When Chaim Soutine came to Paris in July of 1913, he first stayed at La Ruche (“The Beehive”), a complex of ramshackle artist studios in Montparnasse, sharing a space with fellow Lithuanian artists Michel Kikoïne and Pinchas Krémègne. La Ruche was a buzzing bohemian centre of creativity and home to the artists Marc Chagall, Moise Kisling, Ossip Zadkine and Jacques Lipchitz. The latter introduced the 20-year-old Soutine to Amadeo Modigliani, who occasionally used a studio at La Cité Falguière, an equally decrepit artist colony nearby. Soutine relocated to a studio in La Cité Falguière in 1916, lodging in appalling conditions without heat and running water. For three years he occupied studio no. 11, which is one of the few in the complex that still stands today.
Soutine’s Studio No.11, in La Cité Falguière, Montparnasse, Paris
“One day I arrived around 11pm or midnight at the Cité Falguière. Modigliani had thrown away all the furniture because it had been infested with bedbugs. I entered…Modigliani and Soutine were lying on the floor. Of course, there was no light or gas.

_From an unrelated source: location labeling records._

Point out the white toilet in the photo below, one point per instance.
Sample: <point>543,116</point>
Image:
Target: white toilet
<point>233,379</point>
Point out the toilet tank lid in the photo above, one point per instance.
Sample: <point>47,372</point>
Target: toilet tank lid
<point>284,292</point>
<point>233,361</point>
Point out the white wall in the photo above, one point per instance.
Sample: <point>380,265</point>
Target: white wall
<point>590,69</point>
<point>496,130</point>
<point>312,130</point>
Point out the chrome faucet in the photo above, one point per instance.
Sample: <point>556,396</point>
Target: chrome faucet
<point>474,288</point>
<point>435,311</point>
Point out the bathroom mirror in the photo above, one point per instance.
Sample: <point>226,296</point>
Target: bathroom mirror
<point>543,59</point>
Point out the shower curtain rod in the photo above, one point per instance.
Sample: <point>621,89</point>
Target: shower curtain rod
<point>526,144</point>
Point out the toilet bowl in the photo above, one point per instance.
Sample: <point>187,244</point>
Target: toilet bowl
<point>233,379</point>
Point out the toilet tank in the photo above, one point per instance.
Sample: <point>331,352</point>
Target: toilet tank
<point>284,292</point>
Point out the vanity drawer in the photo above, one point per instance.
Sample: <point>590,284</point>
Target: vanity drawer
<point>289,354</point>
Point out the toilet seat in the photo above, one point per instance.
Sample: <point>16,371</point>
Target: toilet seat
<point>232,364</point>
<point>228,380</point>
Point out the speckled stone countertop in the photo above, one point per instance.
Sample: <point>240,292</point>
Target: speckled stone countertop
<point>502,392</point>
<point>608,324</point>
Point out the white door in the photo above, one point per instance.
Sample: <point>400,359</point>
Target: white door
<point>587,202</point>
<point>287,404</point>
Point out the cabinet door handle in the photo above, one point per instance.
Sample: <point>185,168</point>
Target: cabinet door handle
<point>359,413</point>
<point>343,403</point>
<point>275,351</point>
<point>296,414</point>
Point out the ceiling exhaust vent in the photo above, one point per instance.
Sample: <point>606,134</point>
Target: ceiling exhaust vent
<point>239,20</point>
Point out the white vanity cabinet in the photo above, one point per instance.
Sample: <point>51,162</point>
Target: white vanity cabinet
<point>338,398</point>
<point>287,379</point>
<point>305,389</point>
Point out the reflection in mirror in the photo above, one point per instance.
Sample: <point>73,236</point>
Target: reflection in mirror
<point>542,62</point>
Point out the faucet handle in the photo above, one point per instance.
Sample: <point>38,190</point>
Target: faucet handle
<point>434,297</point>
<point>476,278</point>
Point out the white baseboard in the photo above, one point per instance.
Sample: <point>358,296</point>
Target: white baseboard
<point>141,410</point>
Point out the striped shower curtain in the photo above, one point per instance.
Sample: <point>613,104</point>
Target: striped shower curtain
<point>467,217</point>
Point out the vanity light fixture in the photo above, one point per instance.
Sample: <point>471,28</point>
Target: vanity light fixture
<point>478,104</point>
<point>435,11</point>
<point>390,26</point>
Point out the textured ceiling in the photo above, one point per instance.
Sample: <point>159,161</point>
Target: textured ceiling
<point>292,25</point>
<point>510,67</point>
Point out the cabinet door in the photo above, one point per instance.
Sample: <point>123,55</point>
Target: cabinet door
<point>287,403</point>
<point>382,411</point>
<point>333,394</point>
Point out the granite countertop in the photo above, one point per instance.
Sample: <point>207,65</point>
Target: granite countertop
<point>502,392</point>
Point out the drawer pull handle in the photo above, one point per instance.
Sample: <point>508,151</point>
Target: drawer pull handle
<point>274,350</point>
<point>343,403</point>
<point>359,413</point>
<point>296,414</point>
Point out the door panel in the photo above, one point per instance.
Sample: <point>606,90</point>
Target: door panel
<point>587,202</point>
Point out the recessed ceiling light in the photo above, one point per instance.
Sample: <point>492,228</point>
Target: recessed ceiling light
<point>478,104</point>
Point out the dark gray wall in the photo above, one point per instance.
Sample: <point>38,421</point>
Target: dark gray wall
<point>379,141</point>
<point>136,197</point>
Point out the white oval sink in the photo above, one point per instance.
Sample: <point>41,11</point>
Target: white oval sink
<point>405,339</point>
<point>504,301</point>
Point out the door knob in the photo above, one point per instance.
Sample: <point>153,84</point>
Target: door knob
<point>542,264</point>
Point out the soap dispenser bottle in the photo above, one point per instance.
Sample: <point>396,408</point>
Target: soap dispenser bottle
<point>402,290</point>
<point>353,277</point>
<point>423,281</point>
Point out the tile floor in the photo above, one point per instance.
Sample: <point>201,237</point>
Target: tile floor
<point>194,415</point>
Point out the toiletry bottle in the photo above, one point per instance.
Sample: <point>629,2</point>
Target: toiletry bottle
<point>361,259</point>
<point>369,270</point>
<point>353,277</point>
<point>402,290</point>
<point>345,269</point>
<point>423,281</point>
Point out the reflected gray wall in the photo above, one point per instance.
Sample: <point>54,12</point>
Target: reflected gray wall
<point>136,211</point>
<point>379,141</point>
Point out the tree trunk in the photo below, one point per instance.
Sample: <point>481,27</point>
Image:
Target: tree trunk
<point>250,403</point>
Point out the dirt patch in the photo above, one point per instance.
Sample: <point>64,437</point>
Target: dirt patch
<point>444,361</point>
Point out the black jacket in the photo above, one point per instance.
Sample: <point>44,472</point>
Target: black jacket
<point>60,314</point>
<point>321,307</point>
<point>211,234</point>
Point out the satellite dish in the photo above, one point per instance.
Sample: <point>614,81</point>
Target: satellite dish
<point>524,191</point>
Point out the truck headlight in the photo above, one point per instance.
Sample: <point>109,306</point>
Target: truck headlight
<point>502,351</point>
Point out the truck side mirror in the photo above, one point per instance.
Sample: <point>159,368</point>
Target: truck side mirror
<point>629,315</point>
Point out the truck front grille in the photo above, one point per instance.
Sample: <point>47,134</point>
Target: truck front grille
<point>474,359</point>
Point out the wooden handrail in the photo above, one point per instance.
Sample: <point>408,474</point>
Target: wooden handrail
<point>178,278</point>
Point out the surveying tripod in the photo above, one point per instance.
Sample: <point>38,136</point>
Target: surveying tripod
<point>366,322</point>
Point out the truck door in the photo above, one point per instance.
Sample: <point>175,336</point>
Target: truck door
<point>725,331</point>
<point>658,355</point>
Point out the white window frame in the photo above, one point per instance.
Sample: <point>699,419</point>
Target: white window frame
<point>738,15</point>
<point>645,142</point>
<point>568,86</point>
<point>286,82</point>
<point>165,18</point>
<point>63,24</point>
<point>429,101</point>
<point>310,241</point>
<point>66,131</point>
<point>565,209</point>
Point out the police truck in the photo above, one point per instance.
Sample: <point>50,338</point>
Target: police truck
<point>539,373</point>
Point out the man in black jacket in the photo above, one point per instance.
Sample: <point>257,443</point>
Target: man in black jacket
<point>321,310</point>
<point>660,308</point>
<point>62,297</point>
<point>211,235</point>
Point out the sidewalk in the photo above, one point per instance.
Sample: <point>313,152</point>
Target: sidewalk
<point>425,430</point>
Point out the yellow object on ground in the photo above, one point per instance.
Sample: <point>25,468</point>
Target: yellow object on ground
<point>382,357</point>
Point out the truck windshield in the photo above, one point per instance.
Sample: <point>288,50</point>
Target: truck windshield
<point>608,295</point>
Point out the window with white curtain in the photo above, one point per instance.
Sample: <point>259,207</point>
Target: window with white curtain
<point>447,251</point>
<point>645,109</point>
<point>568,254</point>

They held each a candle in their hands; Modigliani was reading Dante and Soutine, Le Petit Parisien.”
Pinchus Kremegne
The Italian artist Amadeo Modigliani was about ten years older than Soutine and came from a family of aristocratic merchants in Livorno. Despite their vastly different backgrounds – Modigliani was elegant and sophisticated, Soutine rough and unrefined – the two artists, who were both Jewish, became close friends. Modigliani painted several portraits of Soutine.
Amedeo Modigilani,
Chaim Soutine, 1917
Oil on canvas,
National Gallery of Art, Washington D.C.
Soutine called his Italian companion by his nickname ‘Modi’, which a was not only a short form of his last name, but also a pun playing on the French word ‘maudit’, for ‘cursed’. Soutine’s wild and impulsive painting style was alien to Modigliani, who once drunkenly remarked: “Everything dances around me as in a landscape by Soutine.” Nonetheless, he had great respect for Soutine’s highly expressive art and introduced him to his dealer, Leopold Zborowski. Shortly before Modigliani died from tubercular meningitis in 1920, he told Zborowski, “Don’t worry, I’m leaving you Soutine!”
The present painting, showing artist’s studio at the La Cité Falguière, counts among Soutine’s earliest landscapes. It is a significant record of a place that was not only uniquely important to Soutine, but to a whole generation of artists who have drawn inspiration from the bohemian life in Montparnasse of that era.
This painting will be included in the forthcoming Volume III of the Chaim Soutine Catalogue Raisonne by Maurice Tuchman and Esti Dunow, currently in preparation.